171 pages of sharp analysis that, if it had been read widely, would have pre-empted any discussion of “Who Lost China?”

According to the assessment of the day, extremists on both the Nationalist and Communist sides scuttled the 1946 political agreement brokered by General George C. Marshall. Civil war resumed in the Spring of 1946.

The Nationalist Government is bureaucratic, incompetent and corrupt. It has “a deteriorating supporting economy, lack of adequate communications and industry, corrupt and often professionally incompetent generalship, passive tactics, large and inefficient masses of men under arms, shortages in trained military personnel and technicians, depressed morale among officers and men, and a lack of popular support.”

The well-developed, little-damaged economy of Taiwan has disintegrated under Nationalist rule. “[T]he native population found it had merely exchanged Japanese domination for subjugation under mainland Chinese.
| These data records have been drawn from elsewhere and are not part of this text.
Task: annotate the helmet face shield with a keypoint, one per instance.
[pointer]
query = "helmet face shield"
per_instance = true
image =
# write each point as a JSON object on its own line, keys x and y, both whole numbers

Whereas Japanese exploitation of Taiwan had been orderly and efficient, Chinese administration has been characterized by lawlessness, economic decay, and industrial stagnation.”

The KMT still holds national power, but it is “gradually losing the sympathetic support of great masses of Chinese.” The faction-driven leadership prevents cohesion; the conservative CC Clique of Chen Li-fu and Chen Kuo-fu controls much of the party machinery while the more moderate Political Science Clique of Chang Chun recently took over government administration. [Note: Chen Li-fu and Chang Chun would remain highly active in KMT politics into the 1980s. This indicates how difficult it would have been for Chiang Kai-shek to purge the KMT.]

The CCP, on the other hand, is “the most effectively organized opposition party in China today,” largely because of its agrarian reform policies and support for freedom of individual expression. It’s soldiers are better clothed, equipped, trained and fed than KMT troops and officers advance on merit and are “comparatively honest, diligent, and competent.”

If the US were to withdraw financial support, the KMT government would “probably diminish to such a degree that it will no longer be able to provide effective government for China on the present national scale.” The CCP would step into the power vacuum and separatist tendencies on the periphery would grow. If the US continued to financially support the KMT government, it would be wasted without proper internal reforms that Chiang Kai-shek is incapable of providing.

“If a Communist state covering all or a large part of China were established, the Soviet Union would acquire for practical purposes another Soviet republic…The Chinese Red Army would become a wing of the Soviet military machine, with bases in China available for Soviet use”

“Present trends within China are in the direction of further instability and an extension of Communist military and political influence… [A]cute political and economic disorganization probably would prevail in China for several years. This disorganization would retard the development of a Communist China as an effective instrument of Soviet policy.”

To slow or reverse this would require nonmilitary aid of a minimum of $1-2 billion over a three-year (1948-50) period [i.e., about 0.6% of the US’ 1947 GDP, or $10-15 billion in today’s money). This would be in addition to military aid sufficient to train, supply and maintain 30 divisions.